The reporters today were all over this looking for follow-up quotes. One thing I like about McMahon is that he doesn’t tweet off the cuff and then dance around it later — nope, he was eager to clarify.
It’s an absolute joke. It’s a dereliction of duty. I understand this process. In my own previous world I was the chairman of the legislature, so I was in charge of that branch of government. When you are the boss of a legislative body, you do not just represent a district or a state. [McConnell] is essentially a national leader, and we have a national crisis. So he needs to do his job, and recognize that in previous stimuluses, they said “We’ll get to local governments — we want to see how bad this is going to be on local governments before we commit to a process or a number.” Okay. We’ve gone through all this. It is bad. We need help.
I don’t even understand this — he has states that have senators up for election.
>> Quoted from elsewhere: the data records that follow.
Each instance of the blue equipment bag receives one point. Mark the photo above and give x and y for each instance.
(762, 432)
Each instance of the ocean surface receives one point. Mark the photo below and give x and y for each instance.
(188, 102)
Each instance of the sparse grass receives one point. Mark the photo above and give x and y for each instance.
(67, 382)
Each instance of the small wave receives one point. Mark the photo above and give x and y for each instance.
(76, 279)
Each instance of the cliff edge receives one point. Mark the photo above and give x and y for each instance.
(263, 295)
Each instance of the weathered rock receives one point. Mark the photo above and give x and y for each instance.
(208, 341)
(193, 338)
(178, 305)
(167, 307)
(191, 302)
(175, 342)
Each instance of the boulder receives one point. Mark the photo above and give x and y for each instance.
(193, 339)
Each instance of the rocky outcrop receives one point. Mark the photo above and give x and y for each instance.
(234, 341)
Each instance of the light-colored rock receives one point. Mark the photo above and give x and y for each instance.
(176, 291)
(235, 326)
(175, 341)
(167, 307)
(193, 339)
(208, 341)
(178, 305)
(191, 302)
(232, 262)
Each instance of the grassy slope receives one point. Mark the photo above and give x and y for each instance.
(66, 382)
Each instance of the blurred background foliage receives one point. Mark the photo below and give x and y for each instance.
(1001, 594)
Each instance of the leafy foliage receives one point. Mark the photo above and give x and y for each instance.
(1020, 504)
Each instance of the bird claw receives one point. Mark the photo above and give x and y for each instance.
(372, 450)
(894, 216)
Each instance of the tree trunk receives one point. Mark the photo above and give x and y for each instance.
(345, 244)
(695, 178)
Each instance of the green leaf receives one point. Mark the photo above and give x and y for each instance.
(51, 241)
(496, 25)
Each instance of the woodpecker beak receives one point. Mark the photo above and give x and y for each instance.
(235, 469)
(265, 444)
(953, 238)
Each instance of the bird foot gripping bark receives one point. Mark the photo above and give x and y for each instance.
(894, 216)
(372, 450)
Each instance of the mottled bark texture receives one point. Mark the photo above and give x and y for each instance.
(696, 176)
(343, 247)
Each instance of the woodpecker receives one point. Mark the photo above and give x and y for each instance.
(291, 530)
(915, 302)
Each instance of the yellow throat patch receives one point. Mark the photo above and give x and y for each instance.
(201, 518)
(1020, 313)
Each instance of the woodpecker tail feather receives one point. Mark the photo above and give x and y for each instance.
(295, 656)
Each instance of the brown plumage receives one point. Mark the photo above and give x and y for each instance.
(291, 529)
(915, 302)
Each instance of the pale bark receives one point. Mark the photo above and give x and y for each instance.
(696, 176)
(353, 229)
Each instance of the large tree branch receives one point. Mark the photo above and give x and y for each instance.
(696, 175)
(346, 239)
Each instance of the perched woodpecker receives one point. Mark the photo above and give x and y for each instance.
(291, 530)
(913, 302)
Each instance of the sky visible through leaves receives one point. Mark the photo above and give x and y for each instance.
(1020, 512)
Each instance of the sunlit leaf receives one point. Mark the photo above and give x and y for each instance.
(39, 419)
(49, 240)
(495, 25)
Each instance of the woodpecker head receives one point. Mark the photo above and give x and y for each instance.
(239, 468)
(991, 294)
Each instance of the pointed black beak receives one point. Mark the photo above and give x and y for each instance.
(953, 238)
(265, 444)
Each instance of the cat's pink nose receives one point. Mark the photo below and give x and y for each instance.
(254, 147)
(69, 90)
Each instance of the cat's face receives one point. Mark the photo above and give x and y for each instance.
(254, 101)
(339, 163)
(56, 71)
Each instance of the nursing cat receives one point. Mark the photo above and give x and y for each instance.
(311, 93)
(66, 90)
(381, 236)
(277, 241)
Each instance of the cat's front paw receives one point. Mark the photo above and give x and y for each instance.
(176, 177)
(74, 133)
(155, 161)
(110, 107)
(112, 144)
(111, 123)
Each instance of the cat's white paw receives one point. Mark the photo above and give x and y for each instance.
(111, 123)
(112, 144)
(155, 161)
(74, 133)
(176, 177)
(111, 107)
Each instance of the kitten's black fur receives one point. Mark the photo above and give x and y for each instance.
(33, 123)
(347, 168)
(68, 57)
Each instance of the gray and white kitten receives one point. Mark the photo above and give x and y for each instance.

I don’t know how he thinks his incumbent senator [in Montana], who’s in a tough race, can go to his local government and say “We’re not going to help you.”… So it’s mind-boggling to me on many fronts. I think we’re being used as a bargaining chip. It’s not me being used as a bargaining chip, it is my workforce. I have people who are working very hard to fight this pandemic and to put ourselves in a position for success… They’re still just in denial that state and local governments need help.
We are not saying, “We have a $100 million hole, give us $100 million.” We could say that, but we have held back hiring 300 positions, almost 10 percent of our workforce. I could have filled all those spots, and that would have been 300 people who are paying in to this economy, but I didn’t do that. I realized that we had to cut our own way to the bone so we had the moral argument to go to the federal government and say “Help us.” So his initial plan is a joke. Enough… I’ve been pretty bipartisan over the years and I will speak truth to power in this process. I haven’t really second-guessed those executives at the higher level. I’ve given them the benefit of the doubt with intention because I understand what they’re going through. But this is just ridiculous at this point. This isn’t a time where you pick and choose where you want to help out related to a 100-year pandemic. We need help, you told us to shut down, we did. Help us. Republicans don’t believe in unfunded mandates. Leader McConnell knows this.
There aren’t any Republicans in Washington any more, County Executive McMahon. There are only zombies occupying their animated political corpses. You’re on your own. Believe it.